In 2004, the company sold its retail locations. The Great Yarmouth King Street store was renamed "Better Leisure" and closed in October 2012.

===Collapse and Sale===
On 4 June 2007, Prism Leisure was placed into administration. Their entertainment assets were acquired by FremantleMedia while the music assets were acquired by ex-employee Ivor Young, who formed a successor business Prism Leisure Ltd. to continue releasing CDs. Despite sharing the same name, the two Prism Leisure businesses had no legal connection. On 16 January 2008, the company signed a deal with Go Entertain for the distribution of Prism Leisure Ltd.'s catalogue in some countries. The company continued to release music material, including purchasing the catalogue of distributor Telstar Records until being acquired by Phoenix Music International in 2013.

==Products==

===DVD/video===
Prism Leisure became a major publisher and distributor of budget home video on DVD and VHS. Titles include films such as Doomwatch, The Jigsaw Man, March or Die, The Brave Little Toaster, The Shawshank Redemption, Help! I'm a Fish, Treasure Island and The Whistle Blower.

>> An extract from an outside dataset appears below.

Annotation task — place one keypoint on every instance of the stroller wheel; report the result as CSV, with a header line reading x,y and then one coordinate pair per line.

They also released television series including Birds of a Feather.

====List of studios distributed by Prism Leisure====
This is a selection of companies that had their DVDs released by Prism Leisure.

- Abbey Home Media
- Addictive Films
- Arrow Films (a few titles including Fritz the Cat and The Kentucky Fried Movie)
- Carlton Video
- DIC Entertainment
- Digital Entertainment Limited
- Film 2000
- FremantleMedia
- Full Moon Entertainment
- Granada Ventures (done after the Carlton-Granada merger)
- Lionsgate Home Entertainment (a few of their old films)
- Medusa Pictures
- Metrodome Distribution
- M.I.A (also known as "Missing In Action", not to be confused with the 1984 film)
- Momentum Pictures
- Odyssey Video
- Redbus Film Distribution (at this time, Redbus Home Entertainment)
- Sanctuary Visual Entertainment
- Second Sight Films
- Tartan Films
- Third Millennium
- Troma

===CD/cassette===
The majority of Prism's musical catalogue were compilations and reissued material, including Jefferson Airplane's Feed Your Head: Live '67–'69. Several compilations by country music singer Kenny Rogers were also released and/or distributed by Prism throughout their existence, of both his solo and group material.

===Video games===
Prism Leisure entered the video game industry in 1986 by creating the label Endurance Games to publish the ZX Spectrum and Amstrad re-releases of System 3's International Karate and purchasing Addictive Games, home of the best-selling Football Manager, the following year. Addictive was used as a full price label (with releases including HotShot, The Kristal and further Football Manager games) while the Paxman Promotions name was used for compilations. Prism also became the UK publisher for the US company First Star Software and saw them release new versions of some of their games, including Superman: The Game and Boulder Dash II. Many old games were licensed for compilations with some getting individual releases.

===Other merchandise===
Prism Leisure also distributed board games and toys.